ひもを引くと先に大きな飴玉、普通の飴玉、紙箱の窓をおし開けると中になにかがなどの当て物、丸いのや角張ったのやらの面子やベーゴマ、力道山と長島カード。小袋入り甘納豆、酢イカ、ガラス管のカンテンなどなど賞味したのだが、商品全て夏でも常温陳列でした。私ら丈夫だったのですね。

「甘い素」などいうのもありました。ガラスの試験管のような容器に入っていた粉末です。なめると非常に甘いのです。後から思うにズルチン、サッカリンの類いです。発ガン性が指摘され使用禁止になったのですが、もう摂取しちゃったもんね。いつ死んでもおかしくないけれど今年68歳になりました。(いま73)

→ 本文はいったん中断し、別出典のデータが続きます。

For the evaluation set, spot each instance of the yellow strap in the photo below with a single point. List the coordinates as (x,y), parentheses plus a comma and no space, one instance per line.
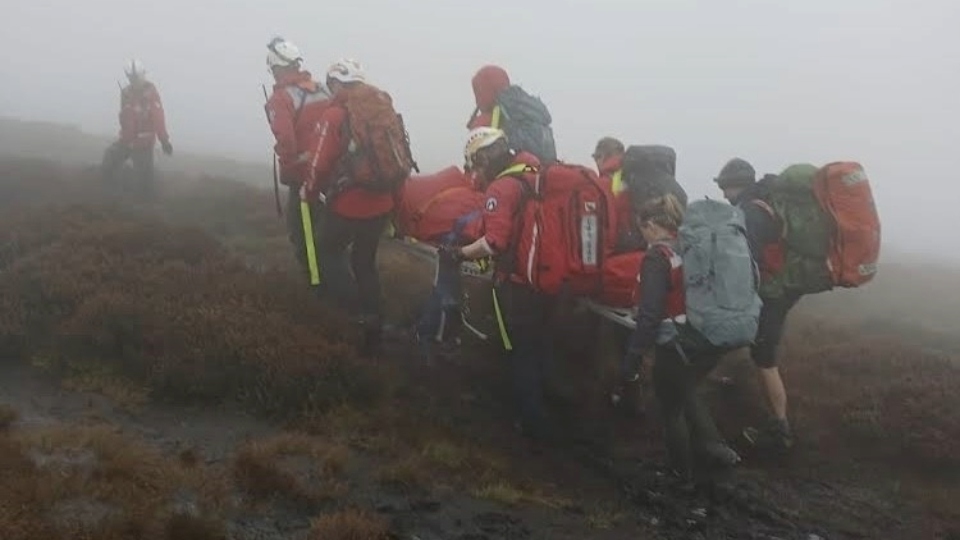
(617,182)
(308,239)
(502,325)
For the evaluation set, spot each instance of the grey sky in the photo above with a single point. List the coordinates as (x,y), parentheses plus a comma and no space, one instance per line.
(775,82)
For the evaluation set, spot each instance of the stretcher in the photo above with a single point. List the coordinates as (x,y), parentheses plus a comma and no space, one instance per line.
(473,271)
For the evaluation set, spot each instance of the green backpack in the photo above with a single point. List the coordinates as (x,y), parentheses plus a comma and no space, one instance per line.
(807,231)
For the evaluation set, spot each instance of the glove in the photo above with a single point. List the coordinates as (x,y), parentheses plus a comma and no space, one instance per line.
(450,253)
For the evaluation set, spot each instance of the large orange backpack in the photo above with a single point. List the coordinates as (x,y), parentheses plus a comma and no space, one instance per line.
(431,204)
(843,190)
(378,155)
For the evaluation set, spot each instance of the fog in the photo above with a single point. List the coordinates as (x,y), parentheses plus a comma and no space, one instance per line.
(773,82)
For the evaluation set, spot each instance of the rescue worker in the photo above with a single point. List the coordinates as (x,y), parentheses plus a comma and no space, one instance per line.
(488,82)
(354,215)
(522,311)
(738,181)
(608,156)
(691,437)
(293,111)
(142,122)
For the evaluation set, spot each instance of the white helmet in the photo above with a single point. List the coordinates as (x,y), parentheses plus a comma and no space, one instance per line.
(346,70)
(480,138)
(282,53)
(135,70)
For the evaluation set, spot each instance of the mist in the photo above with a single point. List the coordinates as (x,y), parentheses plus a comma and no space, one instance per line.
(773,82)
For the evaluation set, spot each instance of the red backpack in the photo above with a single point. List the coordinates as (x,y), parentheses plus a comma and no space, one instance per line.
(378,157)
(431,204)
(620,286)
(843,190)
(567,230)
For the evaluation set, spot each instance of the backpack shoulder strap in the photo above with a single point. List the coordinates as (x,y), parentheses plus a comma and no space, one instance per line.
(765,206)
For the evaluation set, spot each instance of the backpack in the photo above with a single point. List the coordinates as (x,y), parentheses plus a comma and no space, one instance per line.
(719,275)
(378,155)
(567,228)
(843,191)
(806,231)
(430,205)
(619,281)
(649,171)
(526,121)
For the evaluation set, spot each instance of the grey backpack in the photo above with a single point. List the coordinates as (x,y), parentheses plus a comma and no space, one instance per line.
(720,277)
(526,121)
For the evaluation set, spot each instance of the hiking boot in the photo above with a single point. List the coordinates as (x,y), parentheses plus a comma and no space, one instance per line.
(718,454)
(371,337)
(775,436)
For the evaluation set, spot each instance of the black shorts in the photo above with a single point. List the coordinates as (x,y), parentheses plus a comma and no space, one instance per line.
(773,316)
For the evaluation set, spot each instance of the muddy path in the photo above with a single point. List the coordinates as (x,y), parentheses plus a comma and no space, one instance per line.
(610,487)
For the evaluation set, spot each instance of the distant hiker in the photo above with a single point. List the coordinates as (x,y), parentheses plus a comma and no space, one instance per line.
(362,161)
(142,122)
(294,110)
(810,229)
(608,156)
(521,310)
(677,317)
(523,117)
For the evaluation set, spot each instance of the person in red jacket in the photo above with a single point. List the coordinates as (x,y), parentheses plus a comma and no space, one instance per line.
(354,214)
(522,312)
(488,82)
(142,122)
(608,156)
(294,110)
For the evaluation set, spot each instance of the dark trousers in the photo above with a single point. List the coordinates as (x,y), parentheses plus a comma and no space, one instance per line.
(688,424)
(441,317)
(361,290)
(295,227)
(773,317)
(117,154)
(526,314)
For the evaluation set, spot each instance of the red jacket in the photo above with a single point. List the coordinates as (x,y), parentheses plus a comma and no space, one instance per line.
(487,84)
(296,132)
(352,202)
(503,205)
(141,116)
(611,171)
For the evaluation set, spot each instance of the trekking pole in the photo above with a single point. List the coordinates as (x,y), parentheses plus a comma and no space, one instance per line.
(276,174)
(305,217)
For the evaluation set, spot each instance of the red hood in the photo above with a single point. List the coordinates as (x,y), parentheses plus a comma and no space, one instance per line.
(300,78)
(487,83)
(611,165)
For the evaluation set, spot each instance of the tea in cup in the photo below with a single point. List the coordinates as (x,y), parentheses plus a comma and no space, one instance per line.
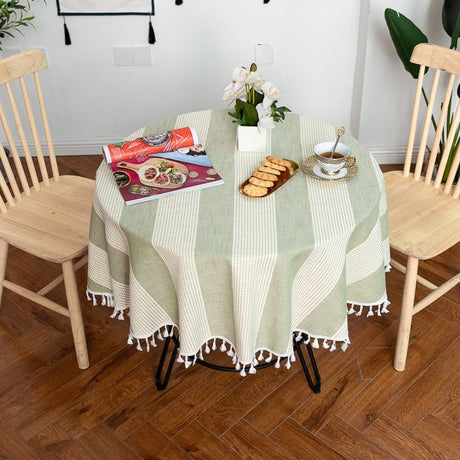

今は行きつけというと居酒屋、イタリアン、海山キャンプとかね。あ、半アウトドアであるベランダも大切

魅惑の露店

引き売り/露店

 1957年辺りだろうか白木蓮 の大木がある小学校の正門脇にも、裏門の向いにある神社脇にもいつも何かしらの店が出ていた。見ずに寄らずにいられない後門の虎、前門の龍?というやつ。その日は授業終了後、裏門から出ると神社脇に敷いたシートの上に胡座をかいた小父さんの前に「針金細工」の大型機関銃が看板代わりに置いてあり、次々と作っていくのは針金の輪を弾にするピストル、出来上がると側の的にカチンなどとデモンストレーションの試し打ち、欲しくなるじゃ在りませんか100円くらいだったかな。急いで家に帰り小遣いを貰って神社までトンボ帰り。一丁仕入れて電柱などコチ~ン、カチーンと打ちながら気分はビリーザキッドかローンレンジャー、キモサベか、で家まで。弾が無くなると自作した。鉛筆などの丸棒に針金を巻き付けてバネ状にしてニッパーで切って輪の弾にする。継ぎ目はペンチで直す、なかなか難しいのであります。
 またある時は「ぶっかきカルメ焼き」トレー一杯に焼いたカルメ焼きがありそれをピックで割りくずし新聞紙を巻いたコーン状容器に入れるというもの。甘い物が欲しい時期でした。リヤカーの荷台に小さな水槽がしつらえてあり、底に置いてある碗に3センチ角程のブリキの小片をヒラヒラと落として入れば2倍のカルメ焼きゲットという趣向。上手な子はヒラリともさせずスト−レートに急降下させて毎回ゲットしている、驚愕。ここは同級生の親の店だった。
 また或日、直径8センチほどのデンブの桃色と卵の黄色の2色 にソースを刷毛で塗り一丁上がりの「お好み焼き」。卵を使っているぞーとアピールする卵殻山盛りのバケツが足元にはあり。これも当てクジがあり、手作りの(ゆえに四角い)ルーレットでくるりと回し矢印が差したら1個おまけというもの。これも先輩の親の店だった。あれこれ工夫の世すがなりしか、逞しか!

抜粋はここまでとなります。